Leploop: The Groovebox That Forgets on Purpose
There's a certain type of instrument that doesn't care about your plans. The Leploop is one of those. Built by hand in Italy by Tonylight and Peppo Lasagna under the LEP label (Laboratorio Elettronico Popolapre), it's an analog groovebox that treats instability not as a flaw but as the whole point. If you're the kind of person who likes their music a little unpredictable - who finds joy in sounds that evolve on their own - this thing is worth knowing about.
A Sequencer with a Memory Problem
The Leploop's most distinctive feature is its analog sequencer. It stores up to 16 notes in capacitors - yes, actual capacitors, not digital memory. And since capacitors discharge over time, the pitches you've programmed will slowly drift downward as you play. It's not a bug. It's the instrument breathing.

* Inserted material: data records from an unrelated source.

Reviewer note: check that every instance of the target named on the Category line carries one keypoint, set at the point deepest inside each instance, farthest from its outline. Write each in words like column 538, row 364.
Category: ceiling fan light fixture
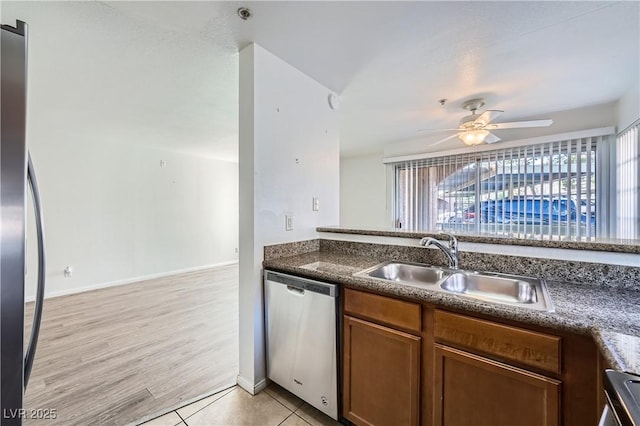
column 473, row 137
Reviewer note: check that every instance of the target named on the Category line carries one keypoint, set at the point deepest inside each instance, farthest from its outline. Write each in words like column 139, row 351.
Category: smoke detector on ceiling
column 244, row 13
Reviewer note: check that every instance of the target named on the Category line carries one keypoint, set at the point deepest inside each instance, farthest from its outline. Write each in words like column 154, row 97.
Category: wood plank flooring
column 117, row 355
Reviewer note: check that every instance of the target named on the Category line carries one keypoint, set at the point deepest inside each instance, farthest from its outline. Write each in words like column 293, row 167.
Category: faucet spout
column 451, row 251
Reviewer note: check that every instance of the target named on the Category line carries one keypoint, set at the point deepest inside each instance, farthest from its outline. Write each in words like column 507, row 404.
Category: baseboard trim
column 250, row 387
column 126, row 281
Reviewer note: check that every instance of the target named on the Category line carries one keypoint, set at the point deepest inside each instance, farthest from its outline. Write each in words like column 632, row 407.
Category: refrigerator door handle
column 37, row 315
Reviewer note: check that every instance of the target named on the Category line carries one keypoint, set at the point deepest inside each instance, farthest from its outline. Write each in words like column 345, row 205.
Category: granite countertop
column 608, row 245
column 610, row 315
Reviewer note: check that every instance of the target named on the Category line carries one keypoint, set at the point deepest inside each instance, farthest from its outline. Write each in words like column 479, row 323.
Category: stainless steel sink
column 526, row 292
column 408, row 273
column 514, row 290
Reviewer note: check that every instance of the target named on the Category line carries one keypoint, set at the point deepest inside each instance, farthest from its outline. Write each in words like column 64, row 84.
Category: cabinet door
column 381, row 374
column 472, row 390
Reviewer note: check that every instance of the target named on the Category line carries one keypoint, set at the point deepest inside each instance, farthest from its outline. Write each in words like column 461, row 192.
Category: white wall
column 628, row 107
column 114, row 215
column 363, row 192
column 289, row 153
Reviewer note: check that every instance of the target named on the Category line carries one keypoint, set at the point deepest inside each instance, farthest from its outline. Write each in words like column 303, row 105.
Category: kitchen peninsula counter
column 609, row 314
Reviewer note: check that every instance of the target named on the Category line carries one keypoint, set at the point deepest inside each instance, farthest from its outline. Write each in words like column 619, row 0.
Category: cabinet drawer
column 506, row 342
column 393, row 312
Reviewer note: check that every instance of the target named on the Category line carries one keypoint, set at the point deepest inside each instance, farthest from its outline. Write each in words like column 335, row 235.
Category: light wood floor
column 117, row 355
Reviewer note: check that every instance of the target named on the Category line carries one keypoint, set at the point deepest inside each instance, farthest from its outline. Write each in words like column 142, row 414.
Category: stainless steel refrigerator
column 16, row 179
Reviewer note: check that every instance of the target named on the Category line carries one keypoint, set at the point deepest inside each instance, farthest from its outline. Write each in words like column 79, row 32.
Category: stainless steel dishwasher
column 301, row 338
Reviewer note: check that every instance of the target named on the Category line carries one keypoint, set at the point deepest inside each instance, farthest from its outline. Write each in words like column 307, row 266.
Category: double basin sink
column 507, row 289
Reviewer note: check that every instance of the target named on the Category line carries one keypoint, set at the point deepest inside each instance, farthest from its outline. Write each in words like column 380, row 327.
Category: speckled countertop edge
column 617, row 246
column 586, row 310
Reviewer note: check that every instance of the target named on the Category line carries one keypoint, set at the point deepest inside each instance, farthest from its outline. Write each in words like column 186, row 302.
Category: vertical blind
column 628, row 183
column 538, row 191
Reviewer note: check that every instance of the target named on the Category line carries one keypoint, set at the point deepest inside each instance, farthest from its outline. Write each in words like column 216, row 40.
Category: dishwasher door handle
column 295, row 290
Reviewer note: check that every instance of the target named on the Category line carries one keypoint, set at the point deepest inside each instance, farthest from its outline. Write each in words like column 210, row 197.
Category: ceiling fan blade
column 488, row 116
column 519, row 124
column 437, row 130
column 444, row 140
column 491, row 138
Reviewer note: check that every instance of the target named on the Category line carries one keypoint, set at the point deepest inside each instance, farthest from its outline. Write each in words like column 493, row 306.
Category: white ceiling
column 166, row 73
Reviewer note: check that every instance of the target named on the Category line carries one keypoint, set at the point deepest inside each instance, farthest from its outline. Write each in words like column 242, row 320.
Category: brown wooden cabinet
column 381, row 374
column 409, row 363
column 473, row 390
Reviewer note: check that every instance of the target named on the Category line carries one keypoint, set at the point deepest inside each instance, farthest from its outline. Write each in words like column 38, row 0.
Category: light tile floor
column 274, row 406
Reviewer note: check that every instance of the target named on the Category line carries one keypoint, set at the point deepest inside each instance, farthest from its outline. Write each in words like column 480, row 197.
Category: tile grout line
column 183, row 420
column 228, row 391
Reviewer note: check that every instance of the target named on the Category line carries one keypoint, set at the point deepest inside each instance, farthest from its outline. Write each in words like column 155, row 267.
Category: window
column 547, row 190
column 628, row 183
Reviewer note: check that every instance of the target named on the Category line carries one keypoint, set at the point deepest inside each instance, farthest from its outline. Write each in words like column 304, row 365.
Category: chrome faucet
column 451, row 252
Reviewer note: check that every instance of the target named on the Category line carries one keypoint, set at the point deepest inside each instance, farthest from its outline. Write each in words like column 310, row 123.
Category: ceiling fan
column 476, row 128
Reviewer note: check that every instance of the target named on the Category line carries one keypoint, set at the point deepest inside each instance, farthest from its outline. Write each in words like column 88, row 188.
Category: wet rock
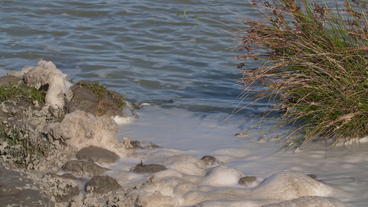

The sequencer gets its starting material from a sample-and-hold generator, which samples either white noise or an LFO to generate semi-random pitches. You capture what you like, and then you let it slowly wander away from where it started. The result is something closer to a living loop than a repeating pattern. Sound On Sound described it as "more like an analogue delay than permanent storage," which is a good way to think about it.
Alongside this, there's a four-track digital rhythm sequencer with up to 64 steps per track. Each track can run at a different clock division, so you can set up polyrhythmic patterns that shift and breathe alongside the drifting melodic sequencer.

Two Oscillators and a Bass Drum
The synthesis side is straightforward but well-connected. VCO1 produces triangle and square waves, while VCO2 offers a sawtooth with ring modulation and FM from VCO1. A 24dB/octave diode ladder low-pass filter ties it together - it can be driven into a resonant wail that one reviewer memorably described as "a wounded cat", which sounds about right for what this machine is going for.
There's also a dedicated analog bass drum section called "Cassa", with its own audio output and CV input. Push the resonance high enough and it stops being a kick drum and becomes a continuous drone - a strange, bowed, almost didgeridoo-like tone that sits somewhere between percussion and synth voice.
Two VCAs, each switchable between linear and exponential response, and dual AR envelopes with CV in and out round out the architecture. The connectivity is generous: nine 3.5mm CV/gate outputs plus full-size jacks, MIDI in for dual-channel sequencing and control, and DIN Sync. It connects well with modular setups and plays nicely with external gear.
Not for Everyone - and That's Fine
The Leploop lives in a wooden enclosure and uses a colour-coded LED menu system (off, red, green, yellow) instead of a screen. Navigation involves button combinations and switch toggling. It takes patience to learn, and it requires a certain tolerance for things not going the way you intended. Chris Carter of Throbbing Gristle, who knows a thing or two about unpredictable electronics, put it well: "it's very unpredictable and slightly unstable... but in a good way."
The third version of the Leploop (V3) brought redesigned PCBs, better-quality components, a refined power supply, and a new panel design by Italian studio IOSAGHINI. The build quality has improved since the early versions, though the instrument still rewards users who are willing to meet it halfway.

What It's Actually For
The Leploop is not a tool for building precise, repeatable arrangements. If you want quantised step sequences and locked-in grooves, there are much easier options. What the Leploop does well is something harder to find: it produces music that sounds like it's happening rather than being played back. The drifting pitches, the polyrhythmic triggers, the analog filter - together they create something that keeps changing even when you're not touching anything.
It's the kind of instrument that works best in live performance, where capturing an evolving moment matters more than reproducing it exactly. And in that context, the forgetting is the feature.